Goals for this project were for Revitalize Appalachia crew members to build a full scale apartment complex from the ground up and was a first of its kind project for Coalfield. Our crews learned advanced framing techniques, following plans and specifications and how and why it’s important building projects to the most updated and adapted Energy code for the state. Twelvepole Valley Apartments provides affordable housing to the area.
The Urlings Building
Wayne, West Virginia
The Old Urlings General Store, now provides the Town of Wayne with five affordable housing units, a coffee shop, along with offices for the Housing Authority of Wayne County (HAWC) and the Wayne County Family Resource Network (FRN). Construction efforts have been taken to make the structure as environmentally-friendly as possible. The property opened for business during fall of 2015. Coalfield Development, General Contractor.
Wayne, West Virginia
The property is comprised of seven rental units that are conveniently located near the courthouse in Wayne. The one and two bedroom units are home to low-income families. A HOME Funds grant of $242,000 is funding the rehabilitation of the rental units. Coalfield Development, General Contractor.
Hamlin, West Virginia
The property is a twenty-four unit, USDA 515 property that was facing foreclosure. Coalfield was able to purchase the Lincoln County property in March, 2017. A Federal Home Loan Bank application for rehabilitation, in the amount of $460,000 was submitted in August. Coalfield was notified yesterday that we did not receive the necessary funding.
West Edge Factory
Huntington, West Virginia
The historic 96,000 square foot abandoned Corbin garment factory, purchased by Coalfield is located in Huntington’s Westmoreland neighborhood. Coalfield is developing the property into offices, community event space, a food hub, wood shop, solar training center and work area for local artists. A significant decrease in neighborhood criminal activity has been noted by the City of Huntington as Phase I of development was completed with the opening of the wood shop and food hub. Coalfield Development, General Contractor.
William and Mary Queen
Crum, West Virginia
The historic William and Mary Queen General Store, once the most prominent and beautiful structure in Crum, has fallen into disrepair over the years. Because of its historic nature, the Preservation Alliance of West Virginia has endorsed this project and assisted earlier this year with site clean-up. Coalfield has purchased the property to develop five affordable housing units and a community resource center, complete with a library and computer lab.

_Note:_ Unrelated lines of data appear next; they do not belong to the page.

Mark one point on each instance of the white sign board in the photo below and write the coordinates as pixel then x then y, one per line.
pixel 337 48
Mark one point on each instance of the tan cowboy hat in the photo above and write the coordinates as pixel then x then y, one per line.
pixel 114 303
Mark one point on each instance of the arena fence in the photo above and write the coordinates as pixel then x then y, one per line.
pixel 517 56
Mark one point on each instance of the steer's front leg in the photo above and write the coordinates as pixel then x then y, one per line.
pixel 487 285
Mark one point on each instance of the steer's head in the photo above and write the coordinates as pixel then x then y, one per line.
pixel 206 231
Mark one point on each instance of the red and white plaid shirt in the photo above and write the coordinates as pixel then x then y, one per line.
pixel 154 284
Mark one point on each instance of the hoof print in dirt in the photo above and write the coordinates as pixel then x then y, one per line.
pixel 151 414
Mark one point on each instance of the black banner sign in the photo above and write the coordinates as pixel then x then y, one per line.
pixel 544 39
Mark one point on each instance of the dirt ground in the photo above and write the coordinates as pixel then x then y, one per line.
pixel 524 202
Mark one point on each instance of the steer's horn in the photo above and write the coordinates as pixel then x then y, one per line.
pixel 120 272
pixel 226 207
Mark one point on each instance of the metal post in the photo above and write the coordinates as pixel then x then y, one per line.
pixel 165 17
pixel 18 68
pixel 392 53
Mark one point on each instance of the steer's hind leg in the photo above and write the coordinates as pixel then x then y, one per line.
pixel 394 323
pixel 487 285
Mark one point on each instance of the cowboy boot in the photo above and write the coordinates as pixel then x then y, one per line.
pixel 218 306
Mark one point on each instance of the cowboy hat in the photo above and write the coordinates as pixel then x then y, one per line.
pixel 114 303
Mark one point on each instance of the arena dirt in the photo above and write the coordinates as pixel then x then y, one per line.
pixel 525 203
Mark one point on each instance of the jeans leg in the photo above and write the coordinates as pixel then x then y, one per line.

Fort Gay Community Complex
Fort Gay, West Virginia
Fort Gay is an area greatly aided by the Wayne County Community Design Innovations (CDI), which consists of numerous community and housing organizations in the county (Coalfield is a member). CDI plans on converting Fort Gay’s old high school into the Fort Gay Community Complex, with Coalfield serving as developer on the project. The school will be converted to space for town offices, radio station, classrooms for the local community college and a farmer’s market. The gymnasium and stage area will also be available for community events.
Lincoln County Business Development and Entrepreneurship Center
Hamlin, West Virginia
The historic Henson Building has a unique International Style design and is located in downtown Hamlin. The property once served as a clinic and it has been conveyed by locals that many women actually gave birth to their children in the building. The center will be home to a shared work space, barber shop, coffee shop and agricultural packing center for local farmers. The upper floor will be an Airbnb, the first lodging ever located in Lincoln County.